I suggest seeing a good sports physio - leave your preconceptions at the door ... we possibly only have limited time remaining doing the things we enjoy so make the most of your time and if seeing a good sports physio and doing the recommended exercises every day gets you back doing the things you love, then in and of itself it will have been worthwhile - and certainly more positive than arguing on a forum! 😉
Good luck with the rehab.
Oh ... and anecdotally Kilian Jornet stretches. 🙂 🙂
Cheers for that.
I suggest seeing a good sports physio - leave your preconceptions at the door ... we possibly only have limited time remaining doing the things we enjoy so make the most of your time and if seeing a good sports physio and doing the recommended exercises every day gets you back doing the things you love, then in and of itself it will have been worthwhile - and certainly more positive than arguing on a forum!
I dont have issues with Physio's or pre-conceptions where they are concerned. My issue is only that not all of them are good (some I have met are very poor IMO) If I could find a good one nearby then I would absolutely use them.
I have no idea what to do - don't understand what most of you have written above!!
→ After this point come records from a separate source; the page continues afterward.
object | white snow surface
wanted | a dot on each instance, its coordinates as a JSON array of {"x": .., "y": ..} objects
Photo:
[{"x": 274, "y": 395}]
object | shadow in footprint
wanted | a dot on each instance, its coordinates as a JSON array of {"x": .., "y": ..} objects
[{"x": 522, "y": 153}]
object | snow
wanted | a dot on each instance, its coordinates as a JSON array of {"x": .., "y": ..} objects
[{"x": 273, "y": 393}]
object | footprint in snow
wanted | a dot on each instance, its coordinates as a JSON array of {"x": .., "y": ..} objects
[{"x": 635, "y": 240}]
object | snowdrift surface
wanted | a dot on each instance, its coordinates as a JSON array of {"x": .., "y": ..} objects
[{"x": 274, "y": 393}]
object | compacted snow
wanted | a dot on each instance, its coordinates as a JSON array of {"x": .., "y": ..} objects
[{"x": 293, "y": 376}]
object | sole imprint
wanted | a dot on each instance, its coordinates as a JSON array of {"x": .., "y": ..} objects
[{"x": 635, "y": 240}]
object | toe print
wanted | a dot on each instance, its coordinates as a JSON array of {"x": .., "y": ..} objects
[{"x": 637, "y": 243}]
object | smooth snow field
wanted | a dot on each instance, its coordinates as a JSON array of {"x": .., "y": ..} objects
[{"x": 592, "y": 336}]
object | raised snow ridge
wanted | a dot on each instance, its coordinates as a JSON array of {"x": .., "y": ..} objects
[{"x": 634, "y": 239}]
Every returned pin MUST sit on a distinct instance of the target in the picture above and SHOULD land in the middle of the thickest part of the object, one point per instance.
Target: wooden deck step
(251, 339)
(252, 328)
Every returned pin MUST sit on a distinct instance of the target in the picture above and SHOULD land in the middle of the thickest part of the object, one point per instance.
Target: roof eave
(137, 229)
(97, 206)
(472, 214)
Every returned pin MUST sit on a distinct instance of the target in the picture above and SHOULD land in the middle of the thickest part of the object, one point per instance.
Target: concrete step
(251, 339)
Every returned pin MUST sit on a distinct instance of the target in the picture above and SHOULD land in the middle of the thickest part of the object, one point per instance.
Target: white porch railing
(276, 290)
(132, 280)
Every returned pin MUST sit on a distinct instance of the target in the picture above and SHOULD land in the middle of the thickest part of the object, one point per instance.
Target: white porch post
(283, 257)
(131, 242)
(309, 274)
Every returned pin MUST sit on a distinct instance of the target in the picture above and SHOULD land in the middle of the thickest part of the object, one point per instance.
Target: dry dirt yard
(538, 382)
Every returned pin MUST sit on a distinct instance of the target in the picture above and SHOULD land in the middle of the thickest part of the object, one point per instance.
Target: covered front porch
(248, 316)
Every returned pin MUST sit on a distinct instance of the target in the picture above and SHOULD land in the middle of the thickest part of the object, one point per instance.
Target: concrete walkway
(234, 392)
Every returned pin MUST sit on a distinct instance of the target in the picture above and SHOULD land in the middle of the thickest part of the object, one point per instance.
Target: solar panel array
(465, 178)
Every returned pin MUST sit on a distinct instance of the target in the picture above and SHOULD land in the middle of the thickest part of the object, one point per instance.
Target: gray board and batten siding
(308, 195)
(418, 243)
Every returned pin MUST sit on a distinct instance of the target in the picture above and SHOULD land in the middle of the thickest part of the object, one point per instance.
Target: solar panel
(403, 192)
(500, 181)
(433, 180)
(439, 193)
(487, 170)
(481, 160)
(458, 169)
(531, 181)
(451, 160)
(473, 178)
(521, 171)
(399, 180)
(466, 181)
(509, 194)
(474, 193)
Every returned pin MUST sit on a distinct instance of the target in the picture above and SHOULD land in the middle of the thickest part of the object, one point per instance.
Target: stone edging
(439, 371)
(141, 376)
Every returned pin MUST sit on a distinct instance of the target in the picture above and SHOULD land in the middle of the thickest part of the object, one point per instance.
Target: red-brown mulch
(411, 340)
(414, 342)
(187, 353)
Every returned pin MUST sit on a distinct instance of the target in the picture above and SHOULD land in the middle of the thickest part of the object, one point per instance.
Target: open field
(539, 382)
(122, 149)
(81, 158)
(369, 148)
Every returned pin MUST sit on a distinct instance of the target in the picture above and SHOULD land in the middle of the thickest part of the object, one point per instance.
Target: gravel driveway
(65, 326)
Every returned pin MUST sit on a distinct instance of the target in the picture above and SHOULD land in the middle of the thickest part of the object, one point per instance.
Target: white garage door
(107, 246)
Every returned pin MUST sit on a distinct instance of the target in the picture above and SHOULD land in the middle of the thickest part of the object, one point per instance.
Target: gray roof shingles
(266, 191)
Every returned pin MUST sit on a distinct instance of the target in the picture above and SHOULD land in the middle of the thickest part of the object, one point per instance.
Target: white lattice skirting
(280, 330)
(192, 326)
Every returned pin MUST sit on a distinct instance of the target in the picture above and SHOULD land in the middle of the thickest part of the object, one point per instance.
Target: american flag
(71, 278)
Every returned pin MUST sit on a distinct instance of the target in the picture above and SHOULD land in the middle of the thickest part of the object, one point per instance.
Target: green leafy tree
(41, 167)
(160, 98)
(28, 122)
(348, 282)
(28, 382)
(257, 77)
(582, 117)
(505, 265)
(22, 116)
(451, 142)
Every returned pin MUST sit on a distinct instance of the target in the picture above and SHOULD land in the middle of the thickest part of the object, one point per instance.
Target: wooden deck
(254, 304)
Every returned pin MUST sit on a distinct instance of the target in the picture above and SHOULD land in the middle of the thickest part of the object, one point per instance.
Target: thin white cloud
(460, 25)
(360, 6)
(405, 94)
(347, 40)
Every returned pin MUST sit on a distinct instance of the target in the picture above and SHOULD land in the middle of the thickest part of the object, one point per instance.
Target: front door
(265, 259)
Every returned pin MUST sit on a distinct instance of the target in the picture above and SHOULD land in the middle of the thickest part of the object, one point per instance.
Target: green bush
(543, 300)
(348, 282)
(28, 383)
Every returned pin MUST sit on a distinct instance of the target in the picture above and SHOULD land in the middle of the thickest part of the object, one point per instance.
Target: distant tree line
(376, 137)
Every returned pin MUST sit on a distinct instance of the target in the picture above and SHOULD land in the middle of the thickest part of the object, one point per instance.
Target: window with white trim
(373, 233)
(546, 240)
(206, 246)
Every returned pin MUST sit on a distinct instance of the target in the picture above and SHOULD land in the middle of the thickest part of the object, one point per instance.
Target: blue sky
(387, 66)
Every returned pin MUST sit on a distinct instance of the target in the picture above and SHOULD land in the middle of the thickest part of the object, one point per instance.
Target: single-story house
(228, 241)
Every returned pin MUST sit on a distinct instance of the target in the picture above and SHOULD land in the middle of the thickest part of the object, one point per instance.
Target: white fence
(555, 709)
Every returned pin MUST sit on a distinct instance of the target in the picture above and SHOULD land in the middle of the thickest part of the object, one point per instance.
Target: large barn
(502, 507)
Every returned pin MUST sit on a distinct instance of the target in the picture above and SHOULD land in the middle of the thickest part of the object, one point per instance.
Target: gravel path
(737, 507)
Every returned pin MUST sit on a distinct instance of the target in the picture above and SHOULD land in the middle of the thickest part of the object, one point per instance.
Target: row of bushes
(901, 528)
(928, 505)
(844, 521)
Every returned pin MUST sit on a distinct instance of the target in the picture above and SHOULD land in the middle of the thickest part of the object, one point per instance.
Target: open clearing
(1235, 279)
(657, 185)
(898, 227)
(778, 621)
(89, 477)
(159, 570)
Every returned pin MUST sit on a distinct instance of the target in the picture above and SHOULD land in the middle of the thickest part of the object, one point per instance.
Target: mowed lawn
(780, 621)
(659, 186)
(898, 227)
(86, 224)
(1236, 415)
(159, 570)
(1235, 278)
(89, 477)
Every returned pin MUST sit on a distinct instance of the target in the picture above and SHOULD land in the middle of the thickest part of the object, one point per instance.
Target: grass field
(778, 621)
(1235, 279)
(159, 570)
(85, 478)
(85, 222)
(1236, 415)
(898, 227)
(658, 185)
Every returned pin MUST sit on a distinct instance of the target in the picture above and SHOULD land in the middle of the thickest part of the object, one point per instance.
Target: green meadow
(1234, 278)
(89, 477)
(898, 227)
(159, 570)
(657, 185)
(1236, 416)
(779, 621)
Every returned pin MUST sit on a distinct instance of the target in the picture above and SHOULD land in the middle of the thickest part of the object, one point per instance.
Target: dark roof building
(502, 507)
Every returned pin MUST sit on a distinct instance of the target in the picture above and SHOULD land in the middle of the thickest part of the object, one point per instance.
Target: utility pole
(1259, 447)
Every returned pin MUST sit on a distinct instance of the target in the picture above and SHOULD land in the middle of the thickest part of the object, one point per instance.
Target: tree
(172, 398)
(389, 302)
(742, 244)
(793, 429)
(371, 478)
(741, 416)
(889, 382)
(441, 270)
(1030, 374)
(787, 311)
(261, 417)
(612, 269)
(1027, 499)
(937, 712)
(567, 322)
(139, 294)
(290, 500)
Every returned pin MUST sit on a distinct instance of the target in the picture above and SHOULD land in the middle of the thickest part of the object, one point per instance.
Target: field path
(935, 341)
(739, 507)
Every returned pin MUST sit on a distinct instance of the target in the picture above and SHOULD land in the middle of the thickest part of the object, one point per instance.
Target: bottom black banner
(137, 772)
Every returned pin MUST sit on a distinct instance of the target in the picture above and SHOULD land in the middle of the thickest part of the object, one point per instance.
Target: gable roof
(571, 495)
My work is now paying for a private physio as I am struggling to drive more than 30min without getting shooting pains up my right leg. My knee is now starting to be really painful too on the same leg which might be linked but I have put on a fair bit of weight with not being able to exercise and trying to eat my way out of having no energy etc as a result.
My private physio I went to - who was excellent and has amazing results - gave me exercises to do but they aren't making much difference now. I did some "stepping forward" exercise on the affected leg to get it used to bearing weight again, then calf type "3D" stretches.
Unfortunately most of the physios ive been to are hopeless and only treat the symptoms rather than the underlying issue - this has been the case with the ones my work has paid for. The one I paid for was a local sports physio who properly sorted my neck out after 4 different other private physios just gave me nice massages - worked for a short while but never sorted the problem out. It's a shame I can't afford to pay my private physio anymore (£50 a time) now.
All a bit depressing really, I would like to ride my bikes again one day or at least be able to stand up from a sitting position and not have to stifle a pathetic scream each time.
I dont have issues with Physio's or pre-conceptions where they are concerned. My issue is only that not all of them are good (some I have met are very poor IMO)
Sadly I'm inclined to agree - it would appear not all physios are equally competent at dealing with specific sporting injuries - their 'bread & butter' is still probably whiplash claims etc. although I've noticed an increase in Sports Physios in parts of the country associated certain activities, so perhaps things are changing.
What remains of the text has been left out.